Inter-Rater Reliability Calculator
Measure agreement among three or more raters. Paste your data to get Fleiss' kappa, Krippendorff's alpha (nominal, ordinal, or interval), and percent agreement — with a significance test and interpretation.
Only two raters? Use our Cohen's Kappa Calculator. For scale internal consistency, see the Cronbach's Alpha Calculator.
Rating Data
Inter-Rater Reliability
Enter ratings from 3+ raters to calculate agreement
Methodology
Fleiss' Kappa (Fleiss, 1971):
κ = (P̄ − P̄ₑ) / (1 − P̄ₑ)Krippendorff's Alpha (Krippendorff, 2004):
α = 1 − Dₒ / DₑFleiss' κ generalizes agreement to any fixed number of raters ≥ 3, where each subject is rated by the same number of raters. The z-test uses the asymptotic standard error under H₀ (Fleiss, Nee & Landis, 1979).
Krippendorff's α is the most general agreement coefficient: it handles any number of raters, missing data, and nominal, ordinal, or interval scales via a coincidence matrix and a difference function δ². Use it whenever raters vary or data are incomplete.
Percent agreement is the mean proportion of agreeing rater pairs per subject. It does not correct for chance, so report it alongside κ or α, never instead of them.
Interpretation (Landis & Koch, 1977): ≥ .81 almost perfect, ≥ .61 substantial, ≥ .41 moderate, ≥ .21 fair, ≥ .00 slight, < 0 worse than chance.
Built by Lensym — focused on valid, reliable survey research.
Understanding Inter-Rater Reliability
Inter-rater reliability quantifies how consistently multiple raters (coders, judges, annotators, clinicians) classify the same subjects. When you have three or more raters, the two workhorse coefficients are Fleiss' kappa and Krippendorff's alpha — both correct for the agreement you would expect by chance.
When to Use This Calculator
- Content analysis and qualitative coding with several coders
- Validating an annotation scheme before a large labeling effort
- Reporting agreement for academic publications
- Panels of clinicians or experts rating the same cases
Which Coefficient Should I Report?
- Fleiss' kappa — balanced design, fixed number of raters per subject, no missing data, nominal categories.
- Krippendorff's alpha — the most flexible choice; handles missing data, varying raters, and ordinal or interval scales. Increasingly the standard in communication and computational social science.
- Percent agreement — intuitive but uncorrected for chance; report it only as a supplement.
For background on reliability versus validity, see our guide on survey validity and reliability.
Frequently Asked Questions
What is the difference between Fleiss' kappa and Krippendorff's alpha?
Fleiss' kappa measures agreement among a fixed number of raters (three or more) when every subject is rated by the same number of raters and there are no missing data. Krippendorff's alpha is more general: it handles any number of raters, missing data, and nominal, ordinal, interval, or ratio scales. If your design is balanced and complete, the two usually agree closely; if you have missing ratings or varying raters, use Krippendorff's alpha.
How many raters do I need for this calculator?
This calculator is built for three or more raters. For exactly two raters, use Cohen’s kappa instead, which is the standard two-rater agreement coefficient. Krippendorff’s alpha can technically run on two raters, but Cohen’s kappa is the conventional choice there.
What is a good inter-rater reliability value?
Using Landis and Koch (1977): below 0 is worse than chance, 0.00–0.20 slight, 0.21–0.40 fair, 0.41–0.60 moderate, 0.61–0.80 substantial, and 0.81–1.00 almost perfect.

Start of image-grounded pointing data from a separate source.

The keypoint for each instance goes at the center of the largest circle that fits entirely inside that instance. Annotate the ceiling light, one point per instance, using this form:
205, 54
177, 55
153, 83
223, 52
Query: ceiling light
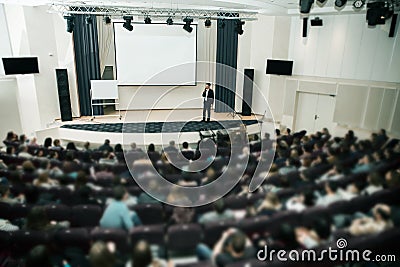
170, 21
70, 23
305, 6
316, 22
127, 24
239, 27
378, 12
358, 4
340, 3
187, 26
207, 23
89, 20
107, 20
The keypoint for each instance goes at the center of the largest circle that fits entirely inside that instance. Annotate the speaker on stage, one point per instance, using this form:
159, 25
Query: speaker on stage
63, 94
247, 91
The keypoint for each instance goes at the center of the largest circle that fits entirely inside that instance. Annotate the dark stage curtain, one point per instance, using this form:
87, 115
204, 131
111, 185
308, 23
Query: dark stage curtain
227, 47
87, 61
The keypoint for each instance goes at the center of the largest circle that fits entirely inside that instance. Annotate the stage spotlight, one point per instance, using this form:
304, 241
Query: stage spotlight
170, 21
239, 27
70, 23
340, 3
207, 23
127, 24
378, 12
358, 4
89, 20
187, 26
107, 20
305, 6
316, 22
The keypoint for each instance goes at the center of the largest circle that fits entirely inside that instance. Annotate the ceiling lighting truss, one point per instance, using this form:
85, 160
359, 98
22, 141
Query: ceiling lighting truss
120, 11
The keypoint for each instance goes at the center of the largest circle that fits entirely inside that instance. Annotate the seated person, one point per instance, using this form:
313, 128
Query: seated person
378, 223
219, 213
234, 246
142, 257
117, 214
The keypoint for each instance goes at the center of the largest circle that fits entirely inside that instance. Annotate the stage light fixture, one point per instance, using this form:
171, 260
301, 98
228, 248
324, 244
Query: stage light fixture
305, 6
316, 22
128, 23
207, 23
358, 4
188, 22
107, 20
89, 20
70, 23
170, 21
378, 12
340, 3
239, 27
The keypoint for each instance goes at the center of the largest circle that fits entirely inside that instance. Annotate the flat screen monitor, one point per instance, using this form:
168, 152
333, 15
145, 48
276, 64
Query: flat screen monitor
20, 65
279, 67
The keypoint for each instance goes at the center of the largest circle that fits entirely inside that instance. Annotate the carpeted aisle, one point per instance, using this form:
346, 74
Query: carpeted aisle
158, 127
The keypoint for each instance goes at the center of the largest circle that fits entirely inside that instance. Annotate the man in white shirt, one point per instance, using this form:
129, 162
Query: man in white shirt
208, 100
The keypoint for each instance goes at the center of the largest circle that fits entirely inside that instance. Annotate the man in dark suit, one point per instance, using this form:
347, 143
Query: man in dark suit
208, 101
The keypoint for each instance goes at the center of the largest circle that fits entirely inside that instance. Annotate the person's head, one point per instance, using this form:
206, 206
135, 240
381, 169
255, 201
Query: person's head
133, 146
151, 148
141, 255
381, 212
47, 142
331, 187
38, 256
10, 150
375, 178
37, 219
28, 166
119, 193
238, 243
118, 148
71, 146
322, 227
287, 236
56, 142
219, 206
185, 145
86, 145
100, 255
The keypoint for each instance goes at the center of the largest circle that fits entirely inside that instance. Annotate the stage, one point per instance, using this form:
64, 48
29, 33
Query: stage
145, 127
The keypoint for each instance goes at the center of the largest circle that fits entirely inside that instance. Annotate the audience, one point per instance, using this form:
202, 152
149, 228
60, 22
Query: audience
310, 173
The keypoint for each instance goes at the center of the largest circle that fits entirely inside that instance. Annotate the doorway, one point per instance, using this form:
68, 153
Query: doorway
314, 112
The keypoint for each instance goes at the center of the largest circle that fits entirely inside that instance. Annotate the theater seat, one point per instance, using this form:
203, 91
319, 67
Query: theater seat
85, 215
149, 213
118, 236
183, 238
152, 234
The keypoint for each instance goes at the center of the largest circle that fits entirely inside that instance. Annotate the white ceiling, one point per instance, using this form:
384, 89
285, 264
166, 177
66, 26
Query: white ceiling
275, 7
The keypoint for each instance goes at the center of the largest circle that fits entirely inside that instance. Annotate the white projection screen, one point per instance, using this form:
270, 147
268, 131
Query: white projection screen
155, 54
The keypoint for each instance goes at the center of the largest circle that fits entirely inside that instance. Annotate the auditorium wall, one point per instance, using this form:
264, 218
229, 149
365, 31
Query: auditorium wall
32, 31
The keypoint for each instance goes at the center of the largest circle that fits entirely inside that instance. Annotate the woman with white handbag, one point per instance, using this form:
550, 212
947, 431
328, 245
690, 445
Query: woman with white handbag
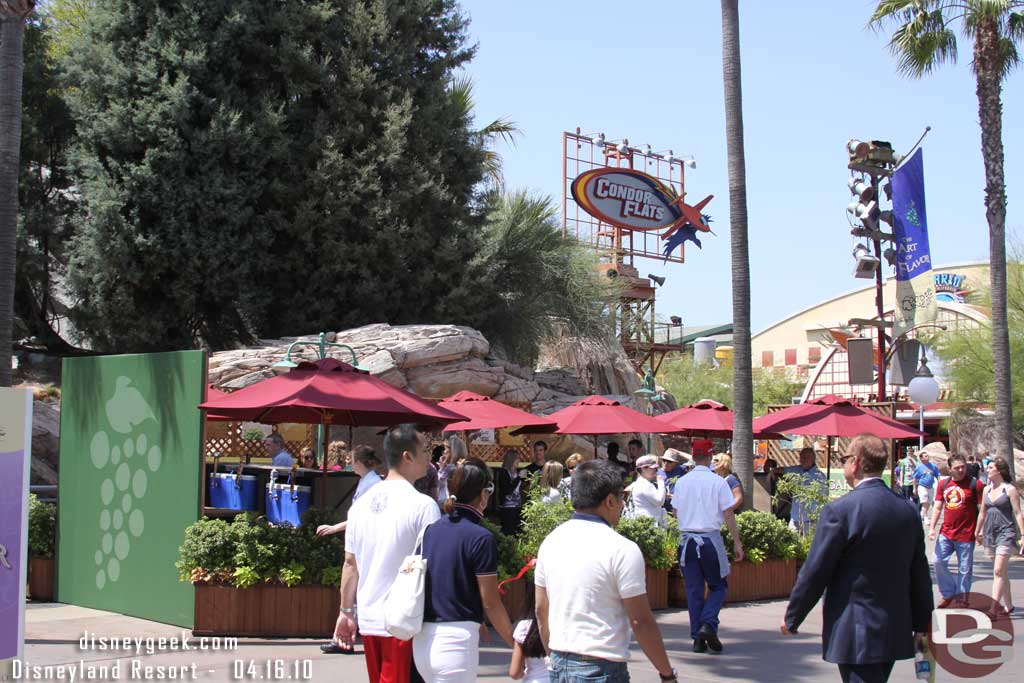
461, 583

For published content analysis, Krippendorff recommends α ≥ 0.80, with α ≥ 0.667 as the lowest acceptable threshold for tentative conclusions.

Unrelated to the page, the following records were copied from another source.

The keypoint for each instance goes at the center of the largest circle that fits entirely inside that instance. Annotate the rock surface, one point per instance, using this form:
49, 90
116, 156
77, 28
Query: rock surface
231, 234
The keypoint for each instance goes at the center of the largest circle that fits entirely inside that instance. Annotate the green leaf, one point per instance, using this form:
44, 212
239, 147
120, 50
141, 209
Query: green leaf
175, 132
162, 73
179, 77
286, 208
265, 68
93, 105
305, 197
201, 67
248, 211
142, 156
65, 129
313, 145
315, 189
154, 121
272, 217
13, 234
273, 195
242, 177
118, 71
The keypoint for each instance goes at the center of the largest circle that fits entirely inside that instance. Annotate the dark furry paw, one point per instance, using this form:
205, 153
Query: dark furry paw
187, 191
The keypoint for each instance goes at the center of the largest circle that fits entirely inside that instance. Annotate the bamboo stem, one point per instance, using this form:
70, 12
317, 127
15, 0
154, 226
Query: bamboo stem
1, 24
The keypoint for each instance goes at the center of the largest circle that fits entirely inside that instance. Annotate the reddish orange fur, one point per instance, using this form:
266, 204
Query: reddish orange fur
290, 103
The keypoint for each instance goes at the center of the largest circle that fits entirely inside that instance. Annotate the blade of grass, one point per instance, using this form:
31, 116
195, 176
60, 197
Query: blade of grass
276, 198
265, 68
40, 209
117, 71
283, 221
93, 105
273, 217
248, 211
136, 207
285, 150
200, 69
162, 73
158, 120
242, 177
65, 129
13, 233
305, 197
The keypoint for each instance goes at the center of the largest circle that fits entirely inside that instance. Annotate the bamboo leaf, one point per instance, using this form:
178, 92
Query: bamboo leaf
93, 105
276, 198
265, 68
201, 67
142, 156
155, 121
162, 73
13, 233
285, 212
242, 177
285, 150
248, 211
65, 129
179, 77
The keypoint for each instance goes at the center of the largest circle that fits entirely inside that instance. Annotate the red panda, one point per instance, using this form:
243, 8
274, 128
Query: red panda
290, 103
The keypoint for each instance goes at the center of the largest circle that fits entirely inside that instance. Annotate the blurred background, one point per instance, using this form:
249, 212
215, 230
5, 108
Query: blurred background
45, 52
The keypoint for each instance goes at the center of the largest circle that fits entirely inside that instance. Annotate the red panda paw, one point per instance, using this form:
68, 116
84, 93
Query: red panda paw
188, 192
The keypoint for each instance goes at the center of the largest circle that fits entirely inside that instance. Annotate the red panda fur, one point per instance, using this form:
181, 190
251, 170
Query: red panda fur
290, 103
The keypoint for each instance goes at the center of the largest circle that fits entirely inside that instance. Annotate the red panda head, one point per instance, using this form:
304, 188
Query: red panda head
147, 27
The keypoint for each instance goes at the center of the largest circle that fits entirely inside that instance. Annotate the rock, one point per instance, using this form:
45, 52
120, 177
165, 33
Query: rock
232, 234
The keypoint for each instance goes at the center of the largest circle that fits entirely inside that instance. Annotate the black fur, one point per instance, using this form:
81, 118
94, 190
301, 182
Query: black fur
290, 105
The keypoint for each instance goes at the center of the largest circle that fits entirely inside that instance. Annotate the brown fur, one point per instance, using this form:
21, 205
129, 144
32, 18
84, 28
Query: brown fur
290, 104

When should I use nominal, ordinal, or interval for Krippendorff’s alpha?
Use nominal when categories are unordered labels (e.g., topic A/B/C). Use ordinal when categories have a meaningful rank but unequal spacing (e.g., low/medium/high, or a Likert scale). Use interval when the values are numeric with equal spacing (e.g., a 0–100 score). The difference function δ² changes accordingly, so the metric you choose affects the result.
Why is percent agreement not enough on its own?
Raw percent agreement ignores agreement expected by chance. If most ratings fall into one dominant category, raters can agree most of the time purely by chance, inflating percent agreement. Chance-corrected coefficients like Fleiss’ kappa and Krippendorff’s alpha account for this, which is why journals expect them. Report percent agreement as a descriptive supplement, not a substitute.
Does the calculator handle missing ratings?
Yes. Krippendorff's alpha is computed using all available pairs of ratings within each subject, so subjects with missing cells still contribute. Fleiss' kappa, by definition, requires a complete and balanced design, so it is reported as unavailable when data are missing or the number of raters varies across subjects.